El Gobierno de Kenia no parece haber respondido a la orden, y la Casa Blanca no respondió a una solicitud de comentarios realizada a primera hora de la mañana.
Funcionarios estadounidenses anunciaron esta semana que estaban trabajando con Kenia para establecer un centro destinado a poner en cuarentena a los estadounidenses expuestos al ébola en países vecinos, incluido el Congo, y que no presentaran ningún síntoma. Los funcionarios dijeron el 28 de mayo que el gobierno de Kenia había aprobado el plan para el centro, que contaría inicialmente con 50 camas y que estaría operativo el 29 de mayo.
Durante una reunión del Gabinete en Washington esta semana, el secretario de Estado de EE. UU., Marco Rubio, dijo: "No podemos permitir ni permitiremos que ningún caso de ébola entre en Estados Unidos". Siete estadounidenses expuestos al ébola —uno de los cuales dio positivo— fueron trasladados en avión a instalaciones en Alemania y la República Checa.
El brote de ébola se detectó a mediados de mayo y ha aumentado hasta superar los 1100 casos confirmados y sospechosos, y 200 muertes sospechosas.
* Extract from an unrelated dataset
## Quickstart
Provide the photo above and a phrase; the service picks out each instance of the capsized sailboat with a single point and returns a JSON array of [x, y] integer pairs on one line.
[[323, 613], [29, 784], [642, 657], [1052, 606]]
No hay casos en Kenia, que limita con Uganda, uno de los países con casos confirmados, según informaron las autoridades kenianas el 28 de mayo.
La Dra. Ouma Oluga, secretaria de Salud de Kenia, declaró en una rueda de prensa el 28 de mayo que las autoridades se centraban en proteger a los kenianos del ébola, pero que también querían ayudar a otros países.
El Colegio de Abogados de Kenia y otra organización, el Instituto Katiba, presentaron recursos contra el centro de cuarentena previsto.
El Colegio de Abogados afirmó que la creación de la instalación "expondrá de forma irreversible a los ciudadanos kenianos, a los trabajadores sanitarios de primera línea y al público en general al riesgo de un brote de ébola". Señaló que las autoridades estaban violando derechos constitucionales, incluido el derecho a un entorno limpio y saludable.
El Instituto Katiba tomó nota de la declaración de Rubio y señaló en su petición que "Kenia parece haber sido seleccionada como lugar de contención alternativo, externalizando así la gestión del riesgo de enfermedades infecciosas al territorio de la República".
El Sindicato de Médicos, Farmacéuticos y Dentistas de Kenia afirmó en un comunicado que el Gobierno debería hacer público su acuerdo con Estados Unidos respecto a las instalaciones y pidió que, en caso de construirse, se dotaran de personal local.